Anyone with diabetes (either Type I or Type II) is at risk of developing diabetic retinopathy. The factors that affect risk include the type of diabetes, how often his or her blood glucose fluctuates, how well-controlled the sugars are, and how long a person has had diabetes.

The National Eye Institute estimates that 40%-45% of all Americans with diabetes are affected by diabetic retinopathy, and 24,000 of these people lose their vision each year.

What happens if diabetic retinopathy is not treated?

If proliferative diabetic retinopathy is not treated, it will continue to progress. The abnormal new blood vessels can scar and contract, pulling the retina off of the back of the eye. This is called a retinal detachment. A retinal detachment can cause permanent blindness if left untreated.

Diabetic retinopathy can also result in macular edema. The macula is the central part of the retina that allows us to see details. When fluid from damaged blood vessels leaks into the macula, it can swell and make vision blurry.

What are the symptoms of diabetic retinopathy?

There are often no early signs of diabetic retinopathy, and sight may not be affected until the condition is advanced. Sometimes the only signs that something is wrong are the loss of central vision when reading or driving, distortion of color vision, and blurred vision.

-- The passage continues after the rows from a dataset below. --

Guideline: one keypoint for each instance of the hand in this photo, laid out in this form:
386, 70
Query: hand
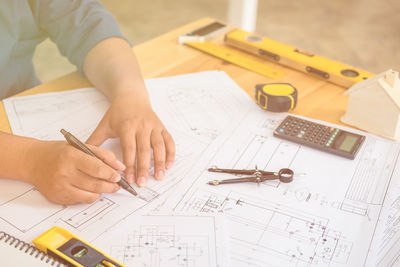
66, 175
131, 118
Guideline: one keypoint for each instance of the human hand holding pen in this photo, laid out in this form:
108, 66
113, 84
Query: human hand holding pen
73, 141
67, 176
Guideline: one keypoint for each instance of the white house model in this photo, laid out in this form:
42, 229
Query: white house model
374, 105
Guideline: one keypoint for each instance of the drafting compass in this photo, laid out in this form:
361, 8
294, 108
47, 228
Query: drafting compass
284, 175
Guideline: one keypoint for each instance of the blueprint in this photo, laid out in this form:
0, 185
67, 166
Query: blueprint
164, 241
341, 213
177, 100
327, 218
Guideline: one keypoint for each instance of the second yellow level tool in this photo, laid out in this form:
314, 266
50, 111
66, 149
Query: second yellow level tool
237, 59
307, 62
71, 250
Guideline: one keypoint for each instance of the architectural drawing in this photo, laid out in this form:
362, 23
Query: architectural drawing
303, 223
289, 236
42, 117
165, 241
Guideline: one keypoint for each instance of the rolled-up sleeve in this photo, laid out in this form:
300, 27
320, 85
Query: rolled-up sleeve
75, 26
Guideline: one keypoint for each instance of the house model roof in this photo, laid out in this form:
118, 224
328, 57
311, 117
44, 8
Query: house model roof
388, 81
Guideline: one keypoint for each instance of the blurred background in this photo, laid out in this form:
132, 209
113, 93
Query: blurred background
361, 33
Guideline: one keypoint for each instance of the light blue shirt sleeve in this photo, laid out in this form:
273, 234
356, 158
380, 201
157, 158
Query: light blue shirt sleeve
75, 26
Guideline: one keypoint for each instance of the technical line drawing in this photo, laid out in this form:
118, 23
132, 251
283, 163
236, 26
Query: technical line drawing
286, 234
94, 211
159, 246
166, 241
371, 178
30, 204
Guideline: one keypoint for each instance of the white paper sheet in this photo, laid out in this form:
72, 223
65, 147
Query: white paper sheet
327, 218
195, 108
166, 241
340, 214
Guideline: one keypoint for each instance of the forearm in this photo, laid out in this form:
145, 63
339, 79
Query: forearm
113, 69
12, 156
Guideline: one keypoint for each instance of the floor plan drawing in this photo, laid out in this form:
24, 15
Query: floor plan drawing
166, 241
42, 117
302, 223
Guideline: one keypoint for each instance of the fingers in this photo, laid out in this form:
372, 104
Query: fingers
100, 134
128, 145
170, 148
144, 156
108, 157
157, 143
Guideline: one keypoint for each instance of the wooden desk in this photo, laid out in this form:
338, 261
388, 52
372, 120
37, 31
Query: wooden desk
162, 56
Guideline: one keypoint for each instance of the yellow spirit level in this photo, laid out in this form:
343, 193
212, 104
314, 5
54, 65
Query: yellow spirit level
304, 61
71, 250
276, 97
236, 58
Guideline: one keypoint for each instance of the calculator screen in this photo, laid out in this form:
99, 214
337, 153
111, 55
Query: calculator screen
348, 143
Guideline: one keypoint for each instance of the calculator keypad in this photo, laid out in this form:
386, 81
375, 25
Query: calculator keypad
319, 136
308, 131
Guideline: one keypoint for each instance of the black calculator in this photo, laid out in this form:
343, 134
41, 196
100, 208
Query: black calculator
322, 137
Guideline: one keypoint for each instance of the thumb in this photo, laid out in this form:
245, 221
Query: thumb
99, 135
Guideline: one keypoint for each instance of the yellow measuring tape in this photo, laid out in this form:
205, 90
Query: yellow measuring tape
304, 61
276, 97
237, 59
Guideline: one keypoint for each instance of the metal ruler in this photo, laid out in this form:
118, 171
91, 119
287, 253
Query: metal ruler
237, 59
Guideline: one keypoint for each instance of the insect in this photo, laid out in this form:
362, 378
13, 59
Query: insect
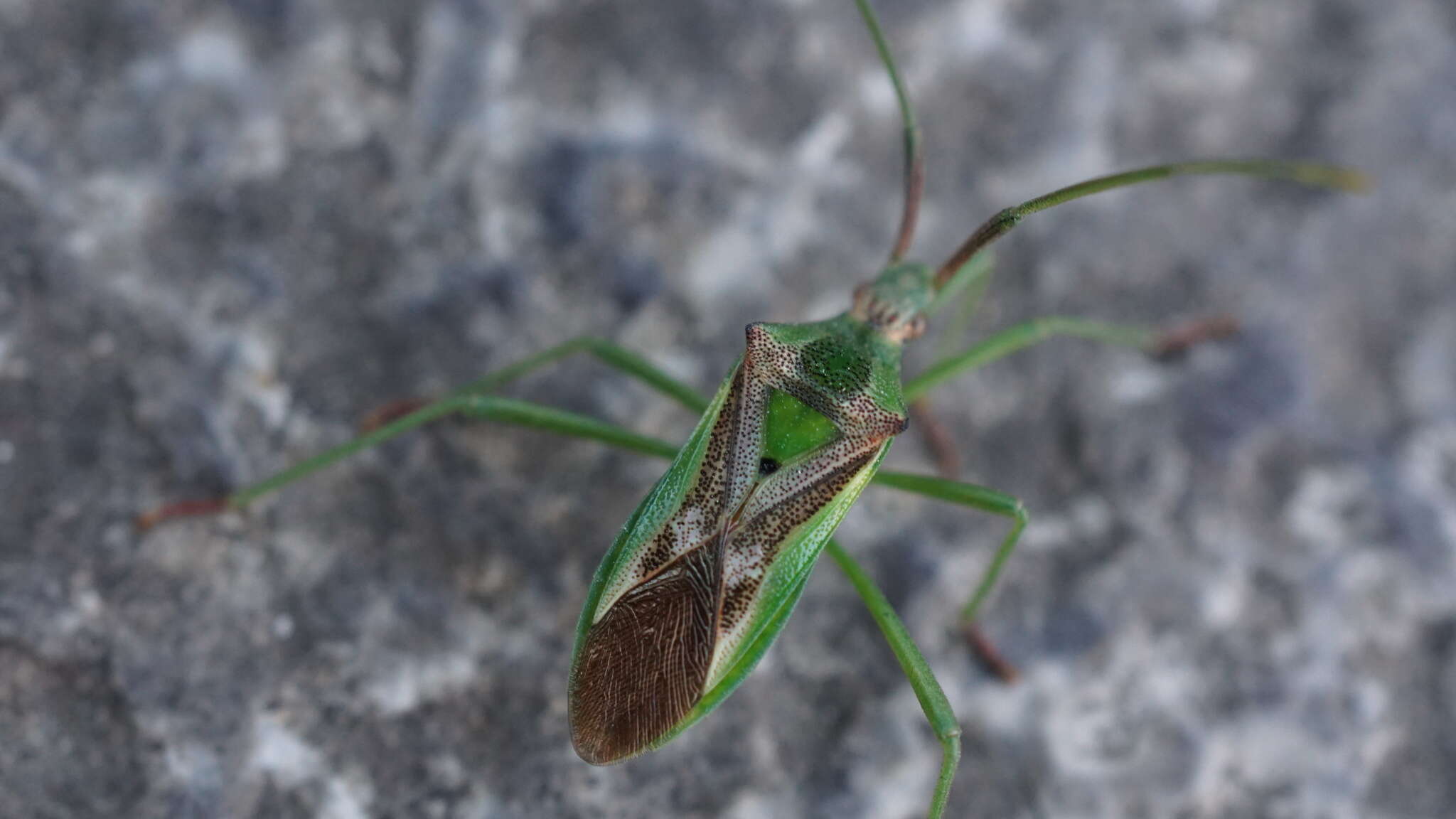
707, 570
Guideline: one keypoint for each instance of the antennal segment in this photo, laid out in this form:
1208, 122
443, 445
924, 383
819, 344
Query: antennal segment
915, 164
999, 225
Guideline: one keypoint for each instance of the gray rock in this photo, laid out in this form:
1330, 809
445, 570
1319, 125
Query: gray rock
230, 229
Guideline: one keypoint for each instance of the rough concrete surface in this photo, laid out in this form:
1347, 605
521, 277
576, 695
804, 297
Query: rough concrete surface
228, 229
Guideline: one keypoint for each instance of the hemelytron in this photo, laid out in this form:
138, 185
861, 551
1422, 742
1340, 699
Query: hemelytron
705, 573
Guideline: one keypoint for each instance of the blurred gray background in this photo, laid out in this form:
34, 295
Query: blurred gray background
229, 229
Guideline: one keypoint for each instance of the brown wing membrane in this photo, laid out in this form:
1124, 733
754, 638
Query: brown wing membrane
644, 663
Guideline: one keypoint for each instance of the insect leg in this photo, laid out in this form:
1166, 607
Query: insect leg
975, 498
922, 680
1022, 336
405, 416
609, 353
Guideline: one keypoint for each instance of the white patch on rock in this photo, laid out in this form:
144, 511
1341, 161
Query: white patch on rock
280, 754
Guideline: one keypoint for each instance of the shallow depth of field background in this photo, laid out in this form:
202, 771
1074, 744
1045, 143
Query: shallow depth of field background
228, 229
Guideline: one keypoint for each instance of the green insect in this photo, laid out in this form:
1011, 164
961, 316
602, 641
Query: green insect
707, 570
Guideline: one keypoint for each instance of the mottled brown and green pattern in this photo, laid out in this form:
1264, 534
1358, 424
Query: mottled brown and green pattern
702, 576
710, 566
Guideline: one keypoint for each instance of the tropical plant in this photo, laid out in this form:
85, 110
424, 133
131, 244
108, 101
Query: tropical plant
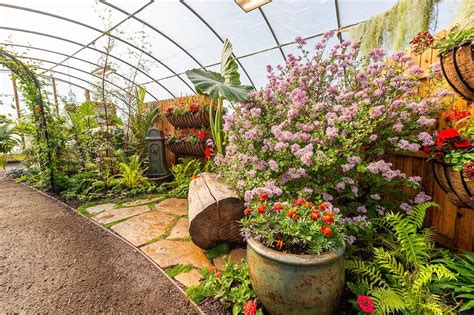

The abnormal new blood vessels may also tear and bleed into the gel in the back of the eye causing very cloudy vision. This is called a vitreous hemorrhage. It is very important to have an eye exam each year if you are diabetic, and immediately if you experience any change in vision.

How is diabetic retinopathy diagnosed?

An ophthalmologist can detect diabetic retinopathy by conducting a thorough eye exam. At least once a year you should be dilated, so that your doctor can look for any of the changes associated with diabetic retinopathy.

How is diabetic retinopathy treated?

With early signs of diabetic retinopathy that are not affecting vision, no treatment may be necessary other than better control of the patient's blood glucose levels and more frequent check-ups. In more advanced cases, laser surgery may be necessary prevent significant vision loss associated with diabetic retinopathy.

A procedure called laser photocoagulation can be performed to seal or destroy growing or leaking blood vessels in the retina. Although the procedure is not painful, laser surgery may lower a person's night vision and ability to see color.

In some people with diabetic retinopathy, the blood that leaks from blood vessels in the retina may also leak into the vitreous humor, clouding vision. A surgical procedure called a vitrectomy can be used to remove the blood that has leaked into this part of the eye.

If diabetic retinopathy is diagnosed in a timely manner, almost 90% of people with late-stage, or proliferative retinopathy, can be saved from blindness.

Can diabetic retinopathy be prevented?

Yes. The best way to prevent or slow down the development of diabetic retinopathy is by keeping your blood glucose controlled. You can help protect your sight by having your eyes checked at least once a year by an ophthalmologist. Women who have diabetes and become pregnant should have a comprehensive eye exam during the first trimester and close follow-up with an ophthalmologist during pregnancy (this does not apply to women with gestational diabetes only).